Too often in our society, the discussion and narrative regarding poverty in urban communities is generalized into stereotypes of the haves and have-nots. Talk is controlled by political figures who are either lacking in first-hand experience of poverty, or who come from backgrounds that are not African-American. This being the case, finding a root from which the poverty tree grows is next to impossible. The purpose of this letter is to step out of the box into which we throw the African-American experience with poverty, and provide small step solutions to attack the issue. Ideally, these will be solutions that both Democrats and Republicans can agree upon.
The average Caucasian-American has a net worth of 100,000. This may seem impressive, until the reality of the average African-American experience is revealed: up to a mere 7000 in net worth, compared to their Caucasian counterparts. Obviously, even to the untrained eye this is a problem. This speaks to something greater than wages. This demonstrates there are entire generations of African-Americans with no transferable wealth. Low wages, and a lack of education regarding life insurance, have left millions of African American families since the 1920s to continue living below the poverty line. Do I propose we play Robin Hood, taking from one group and giving to another? Of course not. But we are witnessing a wealth gap which demonstrates a generational trend.
Stereotypes of the average African-American poverty experience abound. Concepts such as lazy, dumb, unskilled, lacking in work ethic, or just wanting a hand out, are thrown around far too much. Congress is guilty of perpetuating these stereotypes – offensive, given that the average member of congress works less days than the average minimum wage worker. Congress has proven time and time again in the last four years they are incapable of doing the job the American people put them in a position to complete. In regards to this issue, what tangible skills has Congress exhibited, aside from obstruction? This brings to mind a popular saying, wherein those who live in glass houses should not throw stones.
This country was built on the concepts of free market and competition. The minimum wage problem is intertwined with those American concepts. It is a fact that entrepreneurs and small businesses are the real job creators. If we do not cut the red tape in Washington to allow all Americans the opportunity to compete, the current trend of a slow economy will continue. Raising the minimum wage would create more wealth in the African-American community, along with producing more competitors in our free market society. Current attitudes are hindering this competition, a frankly unamerican outlook. To assume that all people living below the poverty line embody the above stereotypes, deprives hardworking, simply underprivelaged individuals of the opportunity to compete.

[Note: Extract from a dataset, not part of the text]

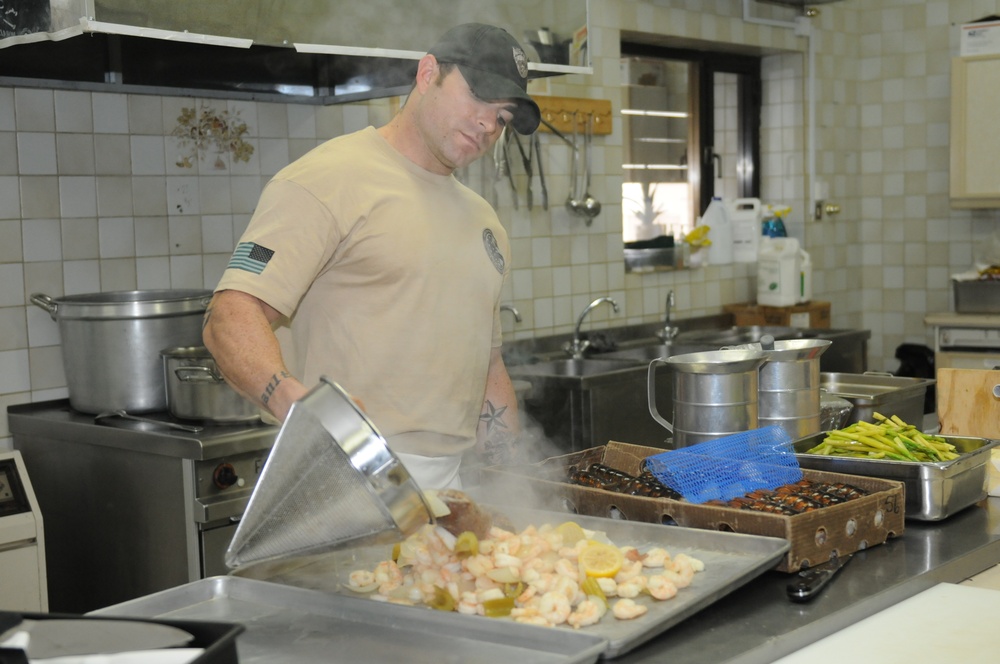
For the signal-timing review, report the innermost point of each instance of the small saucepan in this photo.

To summarize, African-Americans have endured the economic struggle for an excessive amount of time. Smart solutions such as access to education regarding affordable life insurance, or the raising of the federal minimum wage are possible first steps in addressing this issue. Unfortunately, history would indicate that we will see no changes in outlook within the current Congress. However, there is a positive afterthought. Midterm elections are on the horizon.